En l’absence de règlement intérieur, la liberté des employeurs est limitée
Ce sera aux juridictions belges et françaises de trancher pour ces deux salariées. Mais la Cour européenne a tout de même donné des indications et des précisions de droit, censées s’appliquer à tous les pays de l’Union européenne. Les juges font la distinction entre deux types d’entreprises : celles qui ont un règlement intérieur fixant des objectifs de neutralité, et les autres. Dans les cas où il n’y a pas de règlement intérieur, la liberté des employeurs est extrêmement limitée. En effet, dans ce cas, l’interdiction de porter un signe religieux doit être justifiée par "une exigence professionnelle essentielle et déterminante, pour autant que l’objectif est légitime et que l’exigence est proportionnée".

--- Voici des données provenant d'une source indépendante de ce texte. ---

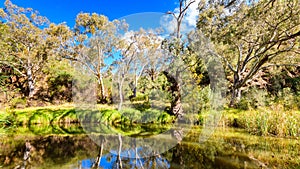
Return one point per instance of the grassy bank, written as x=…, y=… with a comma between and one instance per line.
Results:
x=68, y=114
x=271, y=121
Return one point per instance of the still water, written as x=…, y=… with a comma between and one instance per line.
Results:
x=68, y=146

" La volonté d’un employeur d’afficher une image de neutralité vis-à-vis de ses clients est légitime "
En clair, l’entreprise ne doit pas avoir d’autres choix que l’interdiction. "Cette notion renvoie à une exigence objectivement dictée par la nature ou les conditions d’exercice d‘une activité professionnelle et ne couvre pas des considérations subjectives", insistent les juges européens. Et le refus d’un client de voir une salariée voilée ne constitue pas un motif légitime pour l’obliger à enlever son voile. "La volonté d’un employeur de tenir compte des souhaits du client de ne plus voir ses services assurés par une travailleuse portant un foulard islamique ne saurait être considérée comme une exigence professionnelle essentielle et déterminante", écrit la Cour. Dans le dossier français, il y a donc fort à parier que la justice française décidera d’invalider le licenciement, sauf si l’entreprise apporte la preuve qu’elle disposait d’un règlement intérieur.

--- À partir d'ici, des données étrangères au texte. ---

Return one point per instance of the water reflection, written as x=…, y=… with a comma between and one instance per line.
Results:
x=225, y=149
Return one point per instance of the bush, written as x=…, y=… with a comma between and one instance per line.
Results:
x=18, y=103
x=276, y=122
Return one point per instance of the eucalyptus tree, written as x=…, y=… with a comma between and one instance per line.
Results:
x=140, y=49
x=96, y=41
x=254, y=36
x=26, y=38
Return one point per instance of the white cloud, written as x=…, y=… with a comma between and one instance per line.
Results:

Avec un règlement intérieur, la neutralité peut s’imposer
Car dans le cas où il y a un règlement intérieur, comme dans l’affaire belge, la situation est toute autre. "L'interdiction de porter un foulard islamique, qui découle d'une règle interne d'une entreprise privée interdisant le port visible de tout signe politique, philosophique ou religieux sur le lieu de travail, ne constitue pas une discrimination directe fondée sur la religion ou sur les convictions", concluent les juges. En clair, une entreprise qui s’est dotée d’un règlement intérieur fixant des critères de neutralité à ses employés peut les licencier si ces derniers ne le respectent pas. Ce règlement intérieur doit s’appliquer de la même manière à tous, quelle que soit la religion du salarié.
Mais toutes les entreprises ne peuvent pas se doter d’un tel règlement intérieur. En effet, ce dernier doit être justifié par un "objectif légitime" et mis en place par des moyens "appropriés et nécessaires". La Cour européenne laisse le soin à chaque Etat de fixer ce qu’est un "objectif légitime". Mais elle en donne tout de même un exemple, susceptible de concerner de nombreuses entreprises. "La Cour relève que la volonté d’un employeur d’afficher une image de neutralité vis-à-vis de ses clients tant publics que privés est légitime, notamment lorsque seuls sont impliqués (par le règlement intérieur) les travailleurs qui entrent en contact avec les clients. En effet, ce souhait se rapporte à la liberté d’entreprise", peut-on lire dans le communiqué des juges. En clair, le contact avec les clients peut justifier l’interdiction du port d’un signe religieux par un règlement intérieur.
Dans le dossier belge, les juges nationaux devront donc déterminer si le règlement intérieur de l’entreprise correspondait bien à un "objectif légitime". Et s’il s’appliquait de la même manière à tous.